Mais l’une des plus grandes surprises de ce classement, c’est sûrement la présence du Ghana dans les pays les plus méfiants envers ses institutions électorales. La situation stable et la culture démocratique bien ancrée dans le pays semblent ne pas donner entière satisfaction aux citoyens, qui seraient devenus plus exigeants et critiques avec le temps, avancent les auteurs de l’étude.

La peur des violences électorales

Pour de nombreux Africains, aller aux urnes, c’est aussi parfois prendre un risque. Car le sondage révèle une appréhension des populations en période électorale. Crainte des intimidations physiques ou de toutes autres sortes de pressions, qui poussent 43% des personnes interrogées à affirmer avoir « un peu » ou « très peur » de la violence électorale.

Comme toujours, ces peurs sont variables d’un pays à l’autre. Les citoyens les plus anxieux vivent d’ailleurs dans des pays ayant connu des violences électorales dans un passé proche, comme le Nigeria (81% des sondés ressentent de la crainte en période électorale), la Côte d’Ivoire (71%) ou l’Égypte (64%), bien loin du Niger, du Cap Vert ou de Madagascar, où quasiment 90% des électeurs se présentent dans l’isoloir sans appréhension.

Lors des élections, plus de 4 Africains sur 10 craignent des violences dans les bureaux de vote, mais aussi des tentatives de corruption et d’achat de voix de la part des candidats : au Mali, qui remporte la palme, ils sont 78% des sondés à estimer que les électeurs sont soudoyés pendant les élections ! Pour compléter le tableau, ils sont également 43% à dénoncer une couverture médiatique biaisée de la campagne. Un taux qui grimpe jusqu’à 77% des personnes interrogées au Gabon…

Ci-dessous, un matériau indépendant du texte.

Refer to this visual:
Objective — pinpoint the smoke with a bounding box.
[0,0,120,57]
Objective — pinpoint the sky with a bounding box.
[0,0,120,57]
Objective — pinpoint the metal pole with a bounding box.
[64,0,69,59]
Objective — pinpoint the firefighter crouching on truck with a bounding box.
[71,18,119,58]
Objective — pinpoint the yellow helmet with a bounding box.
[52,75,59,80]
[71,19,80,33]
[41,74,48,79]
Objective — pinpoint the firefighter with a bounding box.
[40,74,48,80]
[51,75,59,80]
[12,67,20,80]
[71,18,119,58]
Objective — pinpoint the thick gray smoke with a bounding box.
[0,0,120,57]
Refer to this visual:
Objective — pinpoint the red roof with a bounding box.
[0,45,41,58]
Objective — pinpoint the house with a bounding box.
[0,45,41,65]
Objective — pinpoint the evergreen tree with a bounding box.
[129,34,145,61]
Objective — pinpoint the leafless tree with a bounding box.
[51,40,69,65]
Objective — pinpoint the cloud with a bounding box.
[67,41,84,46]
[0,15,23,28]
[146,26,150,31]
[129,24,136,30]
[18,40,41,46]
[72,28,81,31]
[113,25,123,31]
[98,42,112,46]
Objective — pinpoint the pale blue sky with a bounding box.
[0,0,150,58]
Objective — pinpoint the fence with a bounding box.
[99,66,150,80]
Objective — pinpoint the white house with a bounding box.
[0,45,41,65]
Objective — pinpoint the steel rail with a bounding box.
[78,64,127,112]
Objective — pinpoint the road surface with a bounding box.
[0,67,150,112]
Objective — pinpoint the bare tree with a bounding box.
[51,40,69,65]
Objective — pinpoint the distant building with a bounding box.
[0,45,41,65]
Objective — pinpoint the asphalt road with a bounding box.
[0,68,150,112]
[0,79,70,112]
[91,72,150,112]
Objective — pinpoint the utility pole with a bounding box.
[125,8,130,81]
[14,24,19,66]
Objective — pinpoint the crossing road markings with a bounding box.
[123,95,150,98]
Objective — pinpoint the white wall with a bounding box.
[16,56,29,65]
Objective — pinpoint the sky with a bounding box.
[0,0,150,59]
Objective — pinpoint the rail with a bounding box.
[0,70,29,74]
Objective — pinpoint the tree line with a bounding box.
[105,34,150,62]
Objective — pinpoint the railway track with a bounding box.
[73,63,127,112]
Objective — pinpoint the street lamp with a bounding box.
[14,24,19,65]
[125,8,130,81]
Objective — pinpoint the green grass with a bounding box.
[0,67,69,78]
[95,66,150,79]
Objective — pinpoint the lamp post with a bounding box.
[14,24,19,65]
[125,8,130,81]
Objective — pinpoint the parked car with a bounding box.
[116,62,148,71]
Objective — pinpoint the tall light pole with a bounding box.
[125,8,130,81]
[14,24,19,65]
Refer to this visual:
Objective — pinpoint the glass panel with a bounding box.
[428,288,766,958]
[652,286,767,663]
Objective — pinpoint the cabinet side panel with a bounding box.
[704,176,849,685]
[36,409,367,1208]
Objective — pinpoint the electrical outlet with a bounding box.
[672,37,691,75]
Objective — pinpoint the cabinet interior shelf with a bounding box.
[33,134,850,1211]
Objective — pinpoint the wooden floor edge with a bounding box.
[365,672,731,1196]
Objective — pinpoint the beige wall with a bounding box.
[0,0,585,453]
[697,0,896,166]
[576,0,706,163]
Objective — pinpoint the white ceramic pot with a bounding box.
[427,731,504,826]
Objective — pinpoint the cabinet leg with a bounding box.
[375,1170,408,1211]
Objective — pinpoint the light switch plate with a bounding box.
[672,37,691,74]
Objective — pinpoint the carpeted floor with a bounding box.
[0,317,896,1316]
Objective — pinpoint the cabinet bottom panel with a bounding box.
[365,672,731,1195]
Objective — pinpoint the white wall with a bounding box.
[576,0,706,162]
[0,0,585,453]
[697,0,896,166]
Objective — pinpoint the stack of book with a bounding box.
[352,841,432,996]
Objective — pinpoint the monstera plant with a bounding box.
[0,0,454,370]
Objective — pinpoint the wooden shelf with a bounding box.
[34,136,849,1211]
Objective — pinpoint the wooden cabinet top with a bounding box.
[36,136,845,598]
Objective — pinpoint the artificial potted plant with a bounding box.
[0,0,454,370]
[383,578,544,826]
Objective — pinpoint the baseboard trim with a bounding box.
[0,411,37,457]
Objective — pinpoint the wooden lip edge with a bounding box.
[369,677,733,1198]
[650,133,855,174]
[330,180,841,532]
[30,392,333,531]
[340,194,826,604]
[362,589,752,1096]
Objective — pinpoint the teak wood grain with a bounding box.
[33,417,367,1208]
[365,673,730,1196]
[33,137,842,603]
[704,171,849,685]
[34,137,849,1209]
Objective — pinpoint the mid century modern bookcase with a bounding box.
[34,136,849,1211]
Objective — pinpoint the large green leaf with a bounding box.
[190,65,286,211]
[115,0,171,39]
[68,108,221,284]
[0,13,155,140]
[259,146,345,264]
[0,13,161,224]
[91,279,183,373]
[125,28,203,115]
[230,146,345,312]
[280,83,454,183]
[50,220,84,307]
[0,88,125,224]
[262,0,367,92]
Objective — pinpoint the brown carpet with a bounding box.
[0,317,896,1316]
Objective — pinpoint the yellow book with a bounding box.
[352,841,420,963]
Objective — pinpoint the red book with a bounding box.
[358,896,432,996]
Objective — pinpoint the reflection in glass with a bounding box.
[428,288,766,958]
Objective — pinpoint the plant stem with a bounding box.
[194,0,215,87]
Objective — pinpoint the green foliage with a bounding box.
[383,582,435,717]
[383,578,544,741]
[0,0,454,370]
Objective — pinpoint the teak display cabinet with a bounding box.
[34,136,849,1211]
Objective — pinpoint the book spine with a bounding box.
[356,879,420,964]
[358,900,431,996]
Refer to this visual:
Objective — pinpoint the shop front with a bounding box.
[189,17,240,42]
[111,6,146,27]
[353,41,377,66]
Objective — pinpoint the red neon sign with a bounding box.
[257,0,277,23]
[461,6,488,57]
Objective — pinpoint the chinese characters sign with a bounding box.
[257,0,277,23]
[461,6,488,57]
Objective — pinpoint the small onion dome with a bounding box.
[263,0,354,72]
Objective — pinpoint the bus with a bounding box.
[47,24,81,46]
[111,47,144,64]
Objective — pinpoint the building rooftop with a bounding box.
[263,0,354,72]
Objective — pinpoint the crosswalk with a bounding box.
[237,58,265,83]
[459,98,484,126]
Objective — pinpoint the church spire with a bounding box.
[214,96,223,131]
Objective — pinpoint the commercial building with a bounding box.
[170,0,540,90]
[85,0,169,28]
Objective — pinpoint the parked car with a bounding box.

Des élections globalement jugées inefficaces pour l’alternance

Dans ce contexte, difficile de croire au pouvoir rassurant et stabilisateur des urnes sur le continent. Un scepticisme qui se reflète dans les dernières tendances que livre l’étude. Sans surprise, au palmarès des peuples les plus désenchantés on retrouve la même hiérarchie que dans les classements précédents. Au Gabon, ils sont ainsi 76% à penser que les élections ne permettent pas de refléter les opinions des citoyens, et 79% à penser qu’ils n’ont aucune possibilité de révoquer un dirigeant jugé incompétent. De l’autre côté du spectre, le fonctionnement électoral de la Namibie, modèle de réussite en 2014, ou encore du Sénégal, inspire confiance aux citoyens.